Hierarchically Porous Carbon Fabric for Highly-Sensitive Electrochemical Sensors

by | Sep 18, 2017

Functional porous carbon fabrics were presented with hierarchically porous structures of meso-pores in nanoscale nesting on fiber networks with cylindrical pores in micrometer scale.

Porous materials have received a great deal of attention since they possess high specific surface area, diverse porous structure, stability in different chemical environments, and easy accessibility, and can be used for gas adsorption or liquid separation, catalysis, electric and battery fields. In addition to porosity, conductivity and hydrophilicity are major key factors for the case of electrochemical sensors or biosensors used in biochemical applications such as the detection of H2O2 or methanol. H2O2 is an important reactive oxygen species generated in biochemical reactions, and considered as one of the major risk factors of disease-related pathophysiological complications. Monitoring H2O2 levels, therefore, is particularly important.

Motivated by these promising properties, many efforts have been made to synthesize porous carbon materials. Dual templating combining soft and hard templates has become a promising method. Hierarchical porous materials synthesized by dual templating own high surface area, easy accessibility to active sites, and high mass transport and diffusion rate at the same time.

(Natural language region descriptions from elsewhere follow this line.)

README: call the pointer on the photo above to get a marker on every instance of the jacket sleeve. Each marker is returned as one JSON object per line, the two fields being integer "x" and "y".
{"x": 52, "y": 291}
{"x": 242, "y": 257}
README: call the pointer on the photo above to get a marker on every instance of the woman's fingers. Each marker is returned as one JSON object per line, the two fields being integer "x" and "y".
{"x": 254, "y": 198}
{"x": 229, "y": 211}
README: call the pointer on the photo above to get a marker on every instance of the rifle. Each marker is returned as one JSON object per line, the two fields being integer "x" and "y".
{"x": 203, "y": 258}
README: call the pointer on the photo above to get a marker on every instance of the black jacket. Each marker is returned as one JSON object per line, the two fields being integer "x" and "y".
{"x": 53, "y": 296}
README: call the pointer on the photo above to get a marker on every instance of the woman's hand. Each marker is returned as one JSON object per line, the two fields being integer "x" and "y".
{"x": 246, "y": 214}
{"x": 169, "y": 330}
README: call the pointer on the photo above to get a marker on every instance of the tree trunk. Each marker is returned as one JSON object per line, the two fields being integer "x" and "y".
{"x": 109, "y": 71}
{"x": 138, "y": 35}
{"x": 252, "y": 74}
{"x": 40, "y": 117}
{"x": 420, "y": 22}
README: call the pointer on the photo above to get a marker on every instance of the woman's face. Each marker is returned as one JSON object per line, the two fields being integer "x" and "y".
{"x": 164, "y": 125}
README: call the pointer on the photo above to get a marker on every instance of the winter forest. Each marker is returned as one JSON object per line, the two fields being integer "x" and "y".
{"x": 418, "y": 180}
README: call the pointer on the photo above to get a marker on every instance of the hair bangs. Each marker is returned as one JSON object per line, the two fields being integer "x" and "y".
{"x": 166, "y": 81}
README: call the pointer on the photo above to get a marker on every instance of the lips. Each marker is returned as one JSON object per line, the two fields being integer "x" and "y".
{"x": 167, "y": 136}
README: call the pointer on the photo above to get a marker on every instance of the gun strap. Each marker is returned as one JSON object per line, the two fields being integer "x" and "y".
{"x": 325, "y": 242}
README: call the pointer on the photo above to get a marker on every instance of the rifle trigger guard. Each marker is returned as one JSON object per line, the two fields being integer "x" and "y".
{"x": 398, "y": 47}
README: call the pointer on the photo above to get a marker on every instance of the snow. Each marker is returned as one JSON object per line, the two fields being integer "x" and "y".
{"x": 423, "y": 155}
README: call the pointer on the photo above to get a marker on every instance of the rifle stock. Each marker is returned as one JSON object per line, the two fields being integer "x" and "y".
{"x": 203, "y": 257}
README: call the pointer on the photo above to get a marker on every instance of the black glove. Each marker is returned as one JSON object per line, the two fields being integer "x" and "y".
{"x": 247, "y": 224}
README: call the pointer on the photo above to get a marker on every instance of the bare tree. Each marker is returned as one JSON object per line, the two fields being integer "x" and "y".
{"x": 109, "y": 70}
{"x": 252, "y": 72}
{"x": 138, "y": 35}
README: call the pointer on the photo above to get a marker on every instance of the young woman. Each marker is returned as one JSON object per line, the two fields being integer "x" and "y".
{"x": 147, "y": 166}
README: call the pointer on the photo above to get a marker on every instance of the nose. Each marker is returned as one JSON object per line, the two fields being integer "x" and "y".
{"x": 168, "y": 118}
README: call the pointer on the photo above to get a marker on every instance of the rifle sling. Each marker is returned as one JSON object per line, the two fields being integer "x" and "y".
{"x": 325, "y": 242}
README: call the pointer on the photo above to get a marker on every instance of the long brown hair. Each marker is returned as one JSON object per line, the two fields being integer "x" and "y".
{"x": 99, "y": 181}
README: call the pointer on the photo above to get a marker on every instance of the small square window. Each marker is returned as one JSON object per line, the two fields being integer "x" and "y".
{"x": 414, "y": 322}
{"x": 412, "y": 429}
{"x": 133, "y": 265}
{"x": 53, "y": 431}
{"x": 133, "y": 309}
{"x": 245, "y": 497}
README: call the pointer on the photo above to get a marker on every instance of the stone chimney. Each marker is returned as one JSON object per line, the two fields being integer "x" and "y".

In this work, the functional porous carbon fabrics were presented with hierarchically porous structures of meso-pores in nanoscale nesting on fiber networks with cylindrical pores in micrometer scale, which showed two additional functions of the hydrophilicity and controlled conductivity through a dual-templating approach. Through carbonization treatment, not only conductivity has been significantly improved, the hierarchically porous carbon showed superhydrophilicity or water-absorbing nature due to mild hydrophilic material and its roughness. As the increased wettability for organic liquids could lead organic molecules deep into carbonized fabrics, and the porous structure provides more contact area for reaction, the sensitivity of hierarchically porous carbon fabrics benefits the detection for methanol(CH3OH) or hydrogen peroxide (H2O2). This new design concept of hierarchically porous structures having the multi-functionality of high wettability and conductivity can be highly-effective for electroanalytical sensors.